Dans le domaine de l’activité physique, comme dans de nombreux autres dans la santé, « l’accompagnement motivationnel est primordial, quelle que soit l’autonomie de la personne et la sévérité de la maladie respiratoire chronique, estime le Dr Jean-Marie Grosbois, pneumologue (et fondateur de la structure FormAction Santé). En effet, il est plus complexe de « mettre en mouvement » la tête que les jambes, à la fois à court terme et surtout à long terme. » Dans le concept de « motiv’action » tel que l’entend ce spécialiste, le court terme vise principalement à rassurer la personne et à lui redonner confiance, en l’engageant concrètement dans la reprise ou la poursuite d’une activité physique, acceptée et au mieux choisie par elle, le plus souvent supervisée – du moins au départ.

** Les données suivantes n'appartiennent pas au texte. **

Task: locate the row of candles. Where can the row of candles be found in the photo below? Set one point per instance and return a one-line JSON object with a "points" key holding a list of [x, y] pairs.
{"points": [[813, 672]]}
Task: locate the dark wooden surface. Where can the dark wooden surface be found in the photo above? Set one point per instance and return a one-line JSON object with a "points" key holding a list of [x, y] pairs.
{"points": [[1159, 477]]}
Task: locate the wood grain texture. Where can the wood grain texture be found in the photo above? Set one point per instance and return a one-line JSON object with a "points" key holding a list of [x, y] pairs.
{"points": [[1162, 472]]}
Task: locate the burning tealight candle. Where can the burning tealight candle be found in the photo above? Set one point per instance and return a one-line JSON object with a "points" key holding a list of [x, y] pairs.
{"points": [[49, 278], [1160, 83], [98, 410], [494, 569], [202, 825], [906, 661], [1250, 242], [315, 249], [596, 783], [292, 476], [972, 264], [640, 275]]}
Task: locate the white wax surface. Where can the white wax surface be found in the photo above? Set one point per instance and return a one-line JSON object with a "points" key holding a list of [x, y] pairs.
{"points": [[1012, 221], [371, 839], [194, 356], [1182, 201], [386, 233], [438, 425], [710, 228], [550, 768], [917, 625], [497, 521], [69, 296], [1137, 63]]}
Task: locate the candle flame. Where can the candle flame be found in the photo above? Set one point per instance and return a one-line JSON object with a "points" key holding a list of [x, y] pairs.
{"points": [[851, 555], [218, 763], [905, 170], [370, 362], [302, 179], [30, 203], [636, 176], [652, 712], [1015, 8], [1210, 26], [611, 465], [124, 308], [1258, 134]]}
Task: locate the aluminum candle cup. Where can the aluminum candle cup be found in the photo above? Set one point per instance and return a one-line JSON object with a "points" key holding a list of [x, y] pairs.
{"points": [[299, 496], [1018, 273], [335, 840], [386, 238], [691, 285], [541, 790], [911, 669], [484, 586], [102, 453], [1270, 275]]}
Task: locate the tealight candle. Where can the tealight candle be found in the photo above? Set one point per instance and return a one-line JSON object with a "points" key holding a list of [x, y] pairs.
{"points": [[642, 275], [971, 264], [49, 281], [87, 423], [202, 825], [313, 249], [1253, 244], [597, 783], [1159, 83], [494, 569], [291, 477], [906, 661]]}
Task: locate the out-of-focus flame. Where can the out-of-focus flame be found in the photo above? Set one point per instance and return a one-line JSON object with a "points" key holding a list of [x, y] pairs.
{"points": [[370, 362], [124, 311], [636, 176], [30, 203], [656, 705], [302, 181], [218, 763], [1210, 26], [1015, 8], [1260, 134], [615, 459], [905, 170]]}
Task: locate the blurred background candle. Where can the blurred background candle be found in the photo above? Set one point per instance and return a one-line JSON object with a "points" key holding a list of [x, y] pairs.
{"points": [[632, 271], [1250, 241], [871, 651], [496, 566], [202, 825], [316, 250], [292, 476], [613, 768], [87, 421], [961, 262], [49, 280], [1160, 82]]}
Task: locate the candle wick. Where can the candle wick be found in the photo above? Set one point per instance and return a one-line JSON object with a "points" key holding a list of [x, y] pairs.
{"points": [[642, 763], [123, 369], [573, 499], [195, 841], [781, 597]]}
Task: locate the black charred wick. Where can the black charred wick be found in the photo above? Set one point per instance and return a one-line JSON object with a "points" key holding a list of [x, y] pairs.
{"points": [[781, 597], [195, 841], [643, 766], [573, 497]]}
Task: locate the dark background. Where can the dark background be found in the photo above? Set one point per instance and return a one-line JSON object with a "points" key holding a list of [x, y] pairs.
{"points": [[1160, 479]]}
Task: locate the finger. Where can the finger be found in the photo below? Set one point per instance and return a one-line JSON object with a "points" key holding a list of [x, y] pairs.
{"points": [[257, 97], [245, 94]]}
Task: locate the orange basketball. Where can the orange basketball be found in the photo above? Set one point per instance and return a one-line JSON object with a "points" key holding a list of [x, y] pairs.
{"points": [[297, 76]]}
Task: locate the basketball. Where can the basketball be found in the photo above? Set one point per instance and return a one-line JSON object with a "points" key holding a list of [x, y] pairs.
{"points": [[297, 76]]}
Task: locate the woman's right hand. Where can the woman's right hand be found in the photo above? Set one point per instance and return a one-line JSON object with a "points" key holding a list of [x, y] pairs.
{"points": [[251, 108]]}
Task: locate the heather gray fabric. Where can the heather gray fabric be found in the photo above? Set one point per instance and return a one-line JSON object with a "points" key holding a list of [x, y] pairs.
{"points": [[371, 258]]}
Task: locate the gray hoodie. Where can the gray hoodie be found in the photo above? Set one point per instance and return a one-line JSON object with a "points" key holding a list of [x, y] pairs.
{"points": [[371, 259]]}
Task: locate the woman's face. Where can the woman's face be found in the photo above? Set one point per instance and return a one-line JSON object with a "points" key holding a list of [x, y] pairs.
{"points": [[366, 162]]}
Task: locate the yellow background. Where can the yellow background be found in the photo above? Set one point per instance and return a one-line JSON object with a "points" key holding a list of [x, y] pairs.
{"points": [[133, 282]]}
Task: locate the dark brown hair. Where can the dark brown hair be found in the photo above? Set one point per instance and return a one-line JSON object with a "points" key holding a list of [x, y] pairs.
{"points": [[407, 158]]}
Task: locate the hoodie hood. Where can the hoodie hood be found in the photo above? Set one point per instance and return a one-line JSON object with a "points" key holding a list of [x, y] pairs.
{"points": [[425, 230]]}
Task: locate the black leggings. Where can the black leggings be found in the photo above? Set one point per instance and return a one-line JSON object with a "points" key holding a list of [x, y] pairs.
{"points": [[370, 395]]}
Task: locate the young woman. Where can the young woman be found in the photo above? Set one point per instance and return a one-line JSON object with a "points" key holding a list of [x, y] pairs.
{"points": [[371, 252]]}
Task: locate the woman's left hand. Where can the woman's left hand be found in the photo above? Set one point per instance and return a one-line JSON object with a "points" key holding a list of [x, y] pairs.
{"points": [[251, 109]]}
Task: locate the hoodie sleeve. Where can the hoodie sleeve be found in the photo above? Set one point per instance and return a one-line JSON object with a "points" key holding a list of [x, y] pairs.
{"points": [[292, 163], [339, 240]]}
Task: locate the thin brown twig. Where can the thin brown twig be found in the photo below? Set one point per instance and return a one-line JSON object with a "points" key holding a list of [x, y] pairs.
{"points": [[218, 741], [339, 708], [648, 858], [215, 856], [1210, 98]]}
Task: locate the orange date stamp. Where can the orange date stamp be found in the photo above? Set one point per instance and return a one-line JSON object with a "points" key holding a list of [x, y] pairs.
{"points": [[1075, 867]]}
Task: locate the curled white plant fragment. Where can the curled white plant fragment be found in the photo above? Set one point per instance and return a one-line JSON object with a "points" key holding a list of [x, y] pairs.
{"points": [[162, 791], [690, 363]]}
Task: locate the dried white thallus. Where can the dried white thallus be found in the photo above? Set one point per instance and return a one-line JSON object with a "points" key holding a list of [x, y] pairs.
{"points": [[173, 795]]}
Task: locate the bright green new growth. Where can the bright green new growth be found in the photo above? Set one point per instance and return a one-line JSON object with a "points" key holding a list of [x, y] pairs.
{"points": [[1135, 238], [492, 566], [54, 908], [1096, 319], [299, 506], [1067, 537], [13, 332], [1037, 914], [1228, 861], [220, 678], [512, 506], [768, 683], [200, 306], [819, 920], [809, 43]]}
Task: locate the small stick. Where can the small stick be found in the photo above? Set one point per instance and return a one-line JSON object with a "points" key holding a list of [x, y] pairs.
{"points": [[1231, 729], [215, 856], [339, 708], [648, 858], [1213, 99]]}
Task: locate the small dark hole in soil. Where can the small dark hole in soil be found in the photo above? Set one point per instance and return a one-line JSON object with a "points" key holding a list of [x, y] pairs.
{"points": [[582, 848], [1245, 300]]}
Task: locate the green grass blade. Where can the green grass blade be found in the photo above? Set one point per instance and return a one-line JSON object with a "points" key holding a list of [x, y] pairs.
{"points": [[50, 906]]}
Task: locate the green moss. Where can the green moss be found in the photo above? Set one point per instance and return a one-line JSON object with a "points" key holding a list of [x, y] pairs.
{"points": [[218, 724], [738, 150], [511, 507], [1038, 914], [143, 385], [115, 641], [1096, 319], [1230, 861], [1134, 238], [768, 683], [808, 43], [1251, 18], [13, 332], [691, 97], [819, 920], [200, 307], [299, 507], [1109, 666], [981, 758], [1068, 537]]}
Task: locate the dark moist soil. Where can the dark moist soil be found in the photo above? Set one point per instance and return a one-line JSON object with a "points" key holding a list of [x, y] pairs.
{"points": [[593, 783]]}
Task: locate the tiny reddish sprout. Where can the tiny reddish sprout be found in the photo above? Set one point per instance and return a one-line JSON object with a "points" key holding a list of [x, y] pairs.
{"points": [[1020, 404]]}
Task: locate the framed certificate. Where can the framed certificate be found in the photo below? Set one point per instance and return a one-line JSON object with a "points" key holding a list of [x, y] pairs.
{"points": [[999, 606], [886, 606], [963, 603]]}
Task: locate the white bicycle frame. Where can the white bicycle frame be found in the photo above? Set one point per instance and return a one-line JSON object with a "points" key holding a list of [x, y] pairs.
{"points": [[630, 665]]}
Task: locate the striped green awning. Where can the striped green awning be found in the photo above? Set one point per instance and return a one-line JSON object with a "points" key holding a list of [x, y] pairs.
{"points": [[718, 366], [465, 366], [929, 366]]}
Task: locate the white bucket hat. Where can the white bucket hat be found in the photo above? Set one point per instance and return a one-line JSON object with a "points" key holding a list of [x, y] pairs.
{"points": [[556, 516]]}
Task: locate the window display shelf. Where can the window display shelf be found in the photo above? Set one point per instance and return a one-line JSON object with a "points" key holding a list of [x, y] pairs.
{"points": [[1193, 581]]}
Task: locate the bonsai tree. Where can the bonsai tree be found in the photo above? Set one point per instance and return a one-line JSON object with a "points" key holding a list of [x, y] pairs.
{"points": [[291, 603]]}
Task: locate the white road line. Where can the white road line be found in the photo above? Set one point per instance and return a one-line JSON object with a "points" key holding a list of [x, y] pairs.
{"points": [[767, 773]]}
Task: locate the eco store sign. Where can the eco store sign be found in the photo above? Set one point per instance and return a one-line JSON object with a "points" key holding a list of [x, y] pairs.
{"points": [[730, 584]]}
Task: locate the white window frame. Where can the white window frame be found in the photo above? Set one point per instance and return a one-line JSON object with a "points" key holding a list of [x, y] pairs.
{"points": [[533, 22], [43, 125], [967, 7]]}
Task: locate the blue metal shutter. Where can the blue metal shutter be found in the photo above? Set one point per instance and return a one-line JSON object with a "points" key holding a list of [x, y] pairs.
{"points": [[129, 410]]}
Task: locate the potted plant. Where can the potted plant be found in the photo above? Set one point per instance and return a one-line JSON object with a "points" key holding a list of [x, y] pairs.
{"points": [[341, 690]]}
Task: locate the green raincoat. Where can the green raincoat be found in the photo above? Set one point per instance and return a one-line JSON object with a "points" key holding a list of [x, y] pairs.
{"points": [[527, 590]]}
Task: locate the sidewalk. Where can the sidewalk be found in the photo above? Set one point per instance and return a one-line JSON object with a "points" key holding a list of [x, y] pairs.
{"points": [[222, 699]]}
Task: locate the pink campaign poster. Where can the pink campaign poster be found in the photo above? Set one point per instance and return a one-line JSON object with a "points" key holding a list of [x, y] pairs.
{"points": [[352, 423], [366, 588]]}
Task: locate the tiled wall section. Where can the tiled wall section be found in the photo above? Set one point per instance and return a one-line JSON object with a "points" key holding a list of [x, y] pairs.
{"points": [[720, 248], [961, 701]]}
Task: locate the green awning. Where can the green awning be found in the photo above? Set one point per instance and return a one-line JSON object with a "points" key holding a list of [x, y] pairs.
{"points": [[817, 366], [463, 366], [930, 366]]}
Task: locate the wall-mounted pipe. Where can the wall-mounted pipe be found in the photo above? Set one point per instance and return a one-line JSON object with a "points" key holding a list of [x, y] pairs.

Cette activité physique adaptée (APA) nécessite d’être ajustée en fonction de la sévérité de la maladie respiratoire et des comorbidités fréquemment associées, des capacités physiques de la personne, des possibilités locales et du domicile, de l’environnement socio-économique, et même des contraintes météorologiques. « Elle doit être négociée (comme disent les Anglo-Saxons « Nothing about me without me »), et adaptée en termes de fréquence, précise le Dr Grosbois, en intensité comme en durée. La fréquence se situe entre 3 à 5 fois par semaine. L’intensité doit correspondre au seuil d’essoufflement de la personne, et la durée être comprise entre 30 et 45 minutes, pouvant être fractionnée en périodes de 5 à 10 minutes pour mieux les intégrer dans la vie quotidienne. Être attentif à ne pas mettre les personnes en échec (entraînant souffrance physique et émotionnelle) est un facteur important de poursuite des APA et des activités physiques en général, et donc de motivation. Les professionnels doivent plus s’attacher à être dans la pertinence que dans la performance. »
Cet accompagnement doit être holistique en y intégrant l’éducation thérapeutique, laquelle, en transférant des compétences utiles, permet à la personne de mieux comprendre et de prendre en charge sa maladie et ses conséquences dans sa vie quotidienne, donnant du sens à cette démarche globale. « C’est un facteur de motivation intrinsèque, souligne le pneumologue. L’activité physique entre alors dans « le prendre soin », le « CARE », centré sur la personne. »
La prescription de l’activité physique s’opère selon la classification en 4 niveaux d’intervention définis par la Haute autorité de santé (HAS) :
- Pour les patients BPCO, après une évaluation médicale minimale ou une consultation médicale d’activité physique, on orientera ceux atteints de BPCO sévère ou très sévère ou avec une insuffisance respiratoire chronique, et/ou avec des comorbidités, vers une structure de réadaptation respiratoire (niveau 1). L’activité physique sera alors poursuivie à long terme, selon les besoins et le choix du patient, dans le cadre d’un programme d’activité physique adaptée (APA) supervisé par un professionnel de l’APA (niveau 2), ou de sport-santé en clubs supervisé par un éducateur sportif formé (niveau 3), ou d’activité physique et sportive de loisir en autonomie (niveau 4).
- Pour leur part, les patients atteints de BPCO moins sévère seront orientés vers un programme d’APA supervisé par un professionnel de l’APA (niveau 2), ou de sport-santé en clubs supervisé par un éducateur sportif formé (niveau 3), ou d’activité physique et sportive de loisir en autonomie (niveau 4).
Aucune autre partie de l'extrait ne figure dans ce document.